1965 single by Jackie Edwards

"Keep On Running" is a song written and first recorded by Jackie Edwards. It became a hit in the UK for the Spencer Davis Group; their version reached number one in the charts.

==Recordings==
"Keep On Running" was written by Jamaican singer-songwriter Jackie Edwards, who as well as having been a singer, worked in the UK for Island Records as a songwriter. The song was recorded by Edwards for his album Come on Home, released in 1965, and he recorded it again in the mid-1970s for his album Do You Believe in Love.

===The Spencer Davis Group version===

The song was recorded by the Spencer Davis Group and released as a single in November 1965 on Fontana Records, backed with "High Time Baby". At the time, Chris Blackwell, who produced the recording, was trying to establish his Island label in the UK and was managing the Spencer Davis Group. Scala Brown Associates loaned him money for the song in exchange for a substantial portion of his record label as collateral; thanks to the single's success, he was able to rapidly pay back the loan. It was a number one hit on the UK Singles Chart in January 1966. In the United States it reached number 76. On The New Zealand Listener charts it peaked at #4.

- Personnel
- Steve Winwood – lead guitar, lead vocals
- Spencer Davis – rhythm guitar, backing vocals
- Muff Winwood – bass guitar
- Pete York – drums, percussion
- Adrian Kerridge – sound engineer

This version was included in the soundtrack of the film Buster (1988) and was used during the film's opening sequence that saw Buster Edwards (Phil Collins) steal a suit from a shop window for a friend's funeral.

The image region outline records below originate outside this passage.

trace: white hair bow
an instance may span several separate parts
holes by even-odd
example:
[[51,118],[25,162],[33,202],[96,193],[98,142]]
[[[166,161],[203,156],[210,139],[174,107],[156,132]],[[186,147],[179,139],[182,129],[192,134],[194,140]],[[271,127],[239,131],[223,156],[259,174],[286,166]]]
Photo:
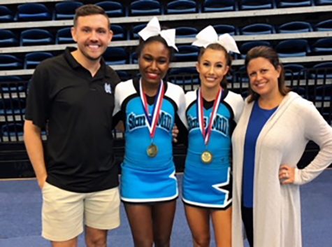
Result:
[[201,31],[196,36],[196,40],[192,44],[192,45],[206,47],[212,43],[219,43],[224,47],[227,52],[233,52],[240,53],[234,38],[229,34],[224,34],[218,37],[218,34],[215,31],[212,26],[208,26]]
[[160,35],[168,46],[173,47],[178,51],[175,46],[175,29],[161,30],[159,22],[156,17],[150,20],[146,27],[138,32],[138,35],[143,41],[146,41],[150,37]]

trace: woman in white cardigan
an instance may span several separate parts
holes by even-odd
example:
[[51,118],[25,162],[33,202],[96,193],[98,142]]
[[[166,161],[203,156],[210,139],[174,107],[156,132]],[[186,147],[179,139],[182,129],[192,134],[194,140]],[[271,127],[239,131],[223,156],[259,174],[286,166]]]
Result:
[[[289,92],[272,48],[252,48],[245,65],[251,93],[232,137],[233,246],[243,246],[245,230],[251,247],[301,247],[299,185],[332,162],[332,128]],[[310,140],[320,150],[298,169]]]

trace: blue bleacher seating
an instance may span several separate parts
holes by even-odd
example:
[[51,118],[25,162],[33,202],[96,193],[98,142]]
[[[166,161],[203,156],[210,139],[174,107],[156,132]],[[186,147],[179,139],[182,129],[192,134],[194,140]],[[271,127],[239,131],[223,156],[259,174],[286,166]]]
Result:
[[312,27],[306,22],[290,22],[280,25],[277,29],[281,34],[303,33],[312,31]]
[[43,60],[53,57],[53,55],[45,52],[33,52],[25,55],[24,69],[34,69]]
[[7,6],[0,5],[0,22],[11,22],[14,20],[14,13]]
[[306,7],[312,5],[312,0],[276,0],[277,8]]
[[50,10],[43,3],[28,3],[17,6],[17,20],[38,21],[52,20]]
[[21,46],[51,45],[54,43],[53,35],[48,30],[32,29],[21,32]]
[[132,31],[131,32],[131,39],[139,38],[140,36],[138,35],[138,32],[145,27],[146,27],[146,24],[140,24],[133,27]]
[[332,55],[332,37],[319,38],[312,46],[315,55]]
[[25,113],[25,101],[18,98],[0,99],[0,115],[24,114]]
[[233,11],[236,10],[236,0],[205,0],[203,12]]
[[197,61],[199,48],[193,45],[178,45],[178,52],[175,52],[174,57],[176,62]]
[[196,1],[192,0],[176,0],[167,3],[167,14],[188,14],[197,12]]
[[231,35],[236,35],[238,34],[238,29],[235,26],[226,24],[219,24],[213,25],[213,28],[218,35],[222,35],[224,34],[229,34]]
[[240,29],[243,35],[270,34],[275,32],[273,25],[266,23],[255,23],[245,26]]
[[305,73],[304,66],[298,64],[286,64],[284,65],[284,70],[287,79],[303,78]]
[[315,25],[316,31],[332,31],[332,19],[326,20]]
[[110,17],[124,16],[126,15],[123,5],[117,1],[103,1],[96,3],[96,5],[103,8]]
[[239,4],[243,10],[274,8],[273,0],[240,0]]
[[16,137],[23,136],[23,124],[10,122],[4,124],[1,127],[2,136],[9,139],[9,141],[18,141]]
[[178,68],[171,69],[168,80],[178,85],[198,85],[199,78],[196,68]]
[[332,79],[332,62],[325,62],[314,65],[310,71],[312,78]]
[[75,43],[71,36],[71,27],[64,27],[57,30],[55,42],[57,44]]
[[249,78],[245,66],[241,66],[238,68],[238,69],[234,73],[234,78],[237,83],[249,83]]
[[[13,83],[15,82],[19,83]],[[25,89],[26,83],[21,77],[17,76],[0,76],[0,93],[24,92]]]
[[332,85],[322,85],[316,87],[315,101],[331,102]]
[[117,71],[117,73],[121,79],[121,81],[126,81],[129,80],[131,77],[131,76],[124,71]]
[[103,57],[107,65],[125,64],[129,60],[128,52],[120,47],[108,48]]
[[308,41],[305,39],[289,39],[279,42],[275,50],[280,57],[304,57],[310,52]]
[[23,69],[22,60],[13,55],[0,54],[0,70]]
[[291,91],[297,93],[298,95],[301,95],[303,98],[308,98],[307,92],[305,90],[305,88],[304,88],[303,87],[301,87],[301,86],[291,87]]
[[110,29],[113,31],[113,41],[123,41],[127,38],[127,29],[124,29],[122,26],[112,24]]
[[175,29],[176,38],[194,38],[199,32],[197,29],[192,27],[178,27]]
[[269,41],[255,41],[243,43],[239,48],[239,50],[241,52],[241,57],[245,58],[249,50],[253,48],[254,47],[261,45],[271,47],[271,44]]
[[12,31],[0,29],[0,47],[17,46],[19,44],[17,37]]
[[332,0],[315,0],[316,5],[332,5]]
[[130,63],[133,64],[137,64],[138,62],[138,58],[137,57],[137,52],[133,52],[130,55]]
[[131,15],[152,15],[161,14],[161,5],[158,1],[138,0],[130,4]]
[[55,3],[55,20],[73,20],[75,16],[75,10],[83,5],[79,1],[63,1]]

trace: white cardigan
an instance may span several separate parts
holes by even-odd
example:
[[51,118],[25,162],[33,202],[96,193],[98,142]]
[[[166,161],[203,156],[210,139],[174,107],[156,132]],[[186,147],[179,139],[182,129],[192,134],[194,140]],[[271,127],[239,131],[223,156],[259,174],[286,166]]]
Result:
[[[233,132],[233,247],[243,247],[242,177],[245,133],[254,103],[246,104]],[[296,167],[308,142],[320,147],[295,183],[280,184],[281,164]],[[317,176],[332,162],[332,128],[312,103],[294,92],[286,95],[257,139],[254,181],[254,247],[301,247],[299,185]]]

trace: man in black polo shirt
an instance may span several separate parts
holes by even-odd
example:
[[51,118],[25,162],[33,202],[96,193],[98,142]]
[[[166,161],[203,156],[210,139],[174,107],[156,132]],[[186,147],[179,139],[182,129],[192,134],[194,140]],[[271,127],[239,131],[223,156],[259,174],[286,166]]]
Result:
[[102,8],[79,8],[78,49],[43,62],[29,90],[24,142],[43,192],[42,234],[53,247],[77,246],[85,226],[87,246],[106,247],[107,230],[120,225],[111,129],[120,78],[101,57],[110,25]]

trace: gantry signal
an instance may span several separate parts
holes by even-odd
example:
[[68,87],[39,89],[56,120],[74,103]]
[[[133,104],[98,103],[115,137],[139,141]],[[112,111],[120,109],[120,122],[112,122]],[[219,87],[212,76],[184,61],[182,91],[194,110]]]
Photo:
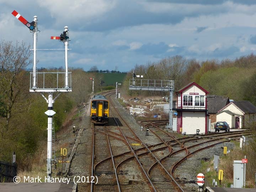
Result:
[[34,30],[35,25],[36,25],[34,21],[33,21],[31,22],[30,23],[15,10],[14,10],[12,12],[12,14],[21,22],[27,27],[30,31]]
[[68,33],[68,31],[64,31],[63,33],[60,34],[59,37],[55,36],[51,36],[51,39],[59,39],[61,41],[66,40],[69,39],[68,34],[67,34]]

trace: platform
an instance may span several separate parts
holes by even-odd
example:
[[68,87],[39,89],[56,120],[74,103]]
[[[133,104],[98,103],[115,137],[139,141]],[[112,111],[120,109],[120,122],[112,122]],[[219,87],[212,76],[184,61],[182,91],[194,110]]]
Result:
[[0,183],[0,191],[5,192],[76,192],[77,185],[64,183]]

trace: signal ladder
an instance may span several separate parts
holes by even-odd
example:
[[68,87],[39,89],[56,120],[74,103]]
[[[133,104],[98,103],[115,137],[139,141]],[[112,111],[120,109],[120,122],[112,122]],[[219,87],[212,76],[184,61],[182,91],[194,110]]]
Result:
[[57,162],[55,154],[55,129],[54,126],[54,121],[53,121],[53,122],[52,144],[52,176],[55,177],[56,176],[56,170]]

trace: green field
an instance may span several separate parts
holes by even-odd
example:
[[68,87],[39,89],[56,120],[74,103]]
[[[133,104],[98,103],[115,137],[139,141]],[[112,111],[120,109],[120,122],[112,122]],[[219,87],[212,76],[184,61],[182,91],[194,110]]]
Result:
[[104,81],[103,85],[104,86],[113,85],[116,86],[117,82],[118,83],[122,83],[124,78],[126,76],[126,73],[100,73],[104,75]]

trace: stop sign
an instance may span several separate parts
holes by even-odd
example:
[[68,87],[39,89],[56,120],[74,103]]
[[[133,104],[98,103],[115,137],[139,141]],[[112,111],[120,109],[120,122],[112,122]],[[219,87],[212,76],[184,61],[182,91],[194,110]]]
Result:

The song was also included in the 2007 romantic comedy Run Fatboy Run directed by David Schwimmer.

===John Alford version===
A version of the song was a UK hit for John Alford in 1996, released as a double A-side with "If", and peaking at number 24.

===Other versions===

Several recordings in other languages were released internationally in early 1966.

Tom Jones recorded a version for his 1967 covers album 13 Smash Hits. This version was used during the end credits of the 2025 version of The Running Man.

The US rock group The Outsiders released the song as the first track on their debut LP, Time Won't Let Me.

Patrick Samson and Les Phéniciens realized a cover in Italian titled "Chi può dirmi" ("Who can tell me") (Philips, 373 741 BF) with lyrics by Maurizio Vandelli for the 1998 compilation Beat 600 - 60's & 70's golden nuggets tracks (Mercury Records, 565365 - 2).

"Keep On Running" has also been recorded by other artists including Robben Ford (as the title track of his 2003 album), The Romantics (on Live on Stage), and Queen's drummer Roger Taylor, during the recording session of his second solo album Strange Frontier in 1984.